I have read two of Taleb’s books, Antifragility and The Black Swan. Some of his writing would seem dense, hard-to-follow, and with made-up characters or terminology, but I would keep reading because just when I was ready to give up, I would read something brilliant enough to change my perspective on the world.

His essential premise seems to be that we try to cling to the ideas of predictability and knowledge, when the most world-altering things are the unpredictable and highly unlikely turns of events, and that our need for control is leaving us very unprepared to manage unexpected events.

Looking back at my notes and highlights from the two books, I think my key take-away has been that the likelihood of an event happening is not nearly as important as the impact of an event if it were to happen.

I think a lot of the ideas Taleb presents are interesting, and many of them were new to me. The writing is dense and I know many people who just did not get through them.

Taleb applies his thoughts to many fields - some of which I know more about than others. With regard to medicine, I agree with Taleb a little more than half the time but consider some of his views misinformed on the subjects I know a lot about. The closer he stays to his expertise the better his thought; his best ideas are deeply true and the false precision of mathematics has very often been misapplied in many fields.
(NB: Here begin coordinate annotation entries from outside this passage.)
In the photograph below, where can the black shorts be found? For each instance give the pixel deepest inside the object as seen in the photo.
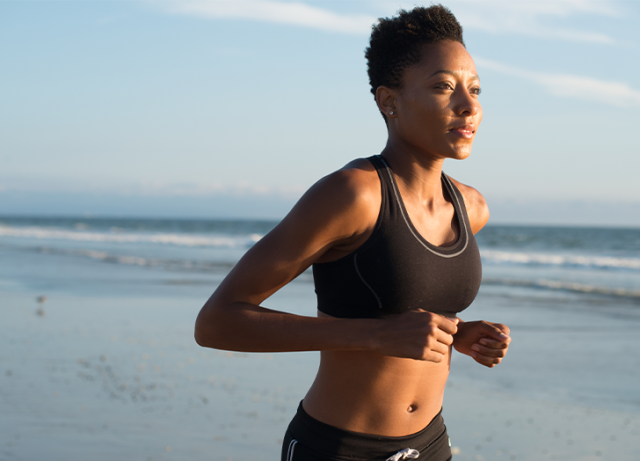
(308, 439)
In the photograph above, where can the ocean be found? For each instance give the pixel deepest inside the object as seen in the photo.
(97, 353)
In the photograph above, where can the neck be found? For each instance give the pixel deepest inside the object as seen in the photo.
(419, 173)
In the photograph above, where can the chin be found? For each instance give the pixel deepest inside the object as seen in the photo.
(461, 154)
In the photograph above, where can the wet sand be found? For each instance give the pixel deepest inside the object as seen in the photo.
(120, 377)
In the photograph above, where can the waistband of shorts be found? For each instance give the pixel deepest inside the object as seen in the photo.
(325, 438)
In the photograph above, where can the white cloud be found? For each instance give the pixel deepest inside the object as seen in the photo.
(292, 13)
(512, 17)
(572, 86)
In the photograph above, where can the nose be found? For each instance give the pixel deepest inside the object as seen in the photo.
(466, 103)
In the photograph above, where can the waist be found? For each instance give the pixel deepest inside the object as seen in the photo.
(337, 442)
(375, 394)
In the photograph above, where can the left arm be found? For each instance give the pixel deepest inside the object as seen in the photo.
(487, 343)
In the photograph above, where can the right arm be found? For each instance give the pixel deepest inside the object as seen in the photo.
(334, 217)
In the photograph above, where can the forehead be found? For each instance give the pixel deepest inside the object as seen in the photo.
(449, 56)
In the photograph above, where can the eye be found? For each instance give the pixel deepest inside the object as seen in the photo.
(444, 86)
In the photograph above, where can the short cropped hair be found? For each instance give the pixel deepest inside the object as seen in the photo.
(396, 43)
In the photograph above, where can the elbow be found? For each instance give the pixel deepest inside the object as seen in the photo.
(207, 328)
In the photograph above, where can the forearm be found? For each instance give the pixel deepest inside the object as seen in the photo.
(249, 328)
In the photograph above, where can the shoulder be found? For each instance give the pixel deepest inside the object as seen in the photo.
(476, 205)
(341, 207)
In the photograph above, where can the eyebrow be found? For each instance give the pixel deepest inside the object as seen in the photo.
(450, 72)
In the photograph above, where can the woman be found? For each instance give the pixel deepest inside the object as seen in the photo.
(394, 259)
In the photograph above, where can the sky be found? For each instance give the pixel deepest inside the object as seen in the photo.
(232, 108)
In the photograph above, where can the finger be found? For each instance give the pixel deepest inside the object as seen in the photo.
(489, 362)
(447, 325)
(488, 352)
(495, 344)
(493, 331)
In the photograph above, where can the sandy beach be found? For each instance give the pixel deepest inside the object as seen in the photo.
(98, 360)
(114, 377)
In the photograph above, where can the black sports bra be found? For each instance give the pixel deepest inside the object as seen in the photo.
(396, 270)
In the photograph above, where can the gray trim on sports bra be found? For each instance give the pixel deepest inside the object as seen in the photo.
(461, 222)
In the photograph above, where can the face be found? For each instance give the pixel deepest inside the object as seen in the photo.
(437, 109)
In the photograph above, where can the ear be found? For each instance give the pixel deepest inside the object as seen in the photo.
(386, 98)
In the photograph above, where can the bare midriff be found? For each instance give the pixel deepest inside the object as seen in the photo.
(370, 393)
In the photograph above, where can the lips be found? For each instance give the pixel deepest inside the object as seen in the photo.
(464, 131)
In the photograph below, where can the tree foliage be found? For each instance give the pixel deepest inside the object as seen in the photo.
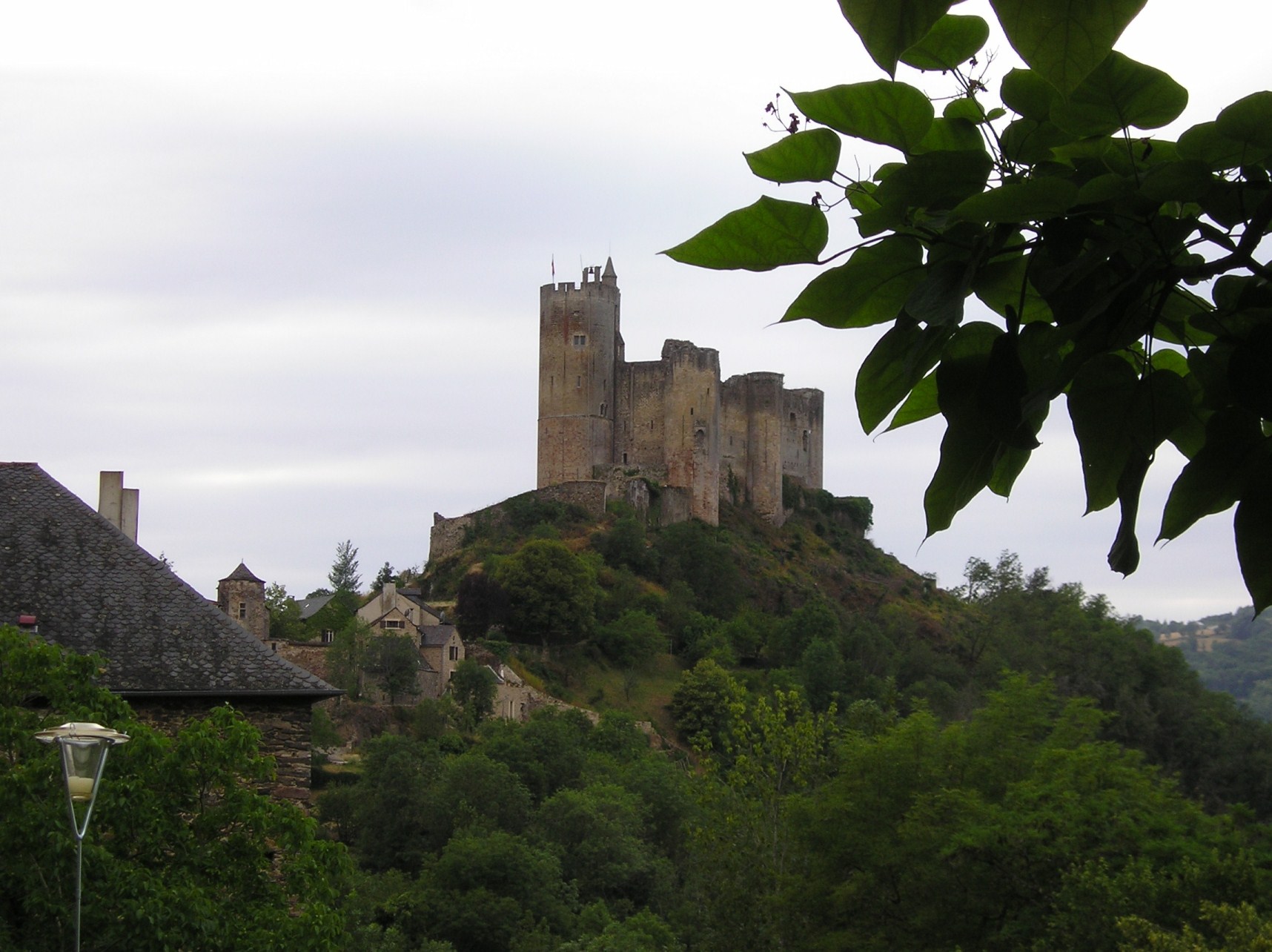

Can you elaborate on this? I’m curious what he’s misinformed about.

I’d have to recheck Antifragility, but will do so later. Essentially, he falls into some of the same logic traps he identifies in others. Occasionally he gives a lot of relevance to obscure papers and opinions that do not really represent mainstream medical thought, for example, but are presented as if they do. (Picking his arguments, straw men). Sometimes there are good reasons for practices he dislikes and it is not at all clear he knows them (if so he does not say). This is not to say that many of his other ideas about medicine are true and rarely expressed. Of course these are my opinions.

He is talking about naive interventionism and states how he went to the emergency room after falling during a walk because his nose was swollen. He was given some ice and he asked the doctor if “this treatment [was] just naive interventionalism?”

ER doctors are sometimes looking after ten or twenty different patients and I cannot see many wanting to get into a philosophical discussion with precisely defined terms. Icing a bruise brings some comfort and reduces swelling somewhat, but probably does not make a big long-term difference to inflammation.

The doctor (says Taleb), clearly not wanting to talk, says something like “you have a nose the size of Boston, and you want to use words?”.

The doctor is not worried about the swelling. He is concerned if there is bleeding, and might be wondering if he has to fix a dislocated broken nose by pulling it back into place. (Or if he fell due to a heart problem, or low blood sugar or pressure, say, which happens more than you might think even if the patient says they just lost their balance after the event). This is easier to do well with reduced swelling even if the effect is temporary. Ice might also reduce blood flow which can be relevant.

Taleb goes onto the web and finds out that although ice is used for inflammation, some see no benefit and some see a modest one. He then concludes the intervention is doing something for the sake of doing something. It is hard to know what the doctor saw, but presumably he also got pain medicine, neurological exams, a full investigation of why he fell (which has many different causes), a CT or radiograph of his nose and facial bones, etc.

This is not germane to his discussion and is excluded. But at most he is only partly right. He criticizes many people for saying “where is the evidence” while justifying fossil fuels or, in the past, smoking - the absence of evidence is not the evidence of absence. He does this to medicine, where evidence on interventions differs a lot, but the heuristics are very logical, and criticizes what he praises elsewhere.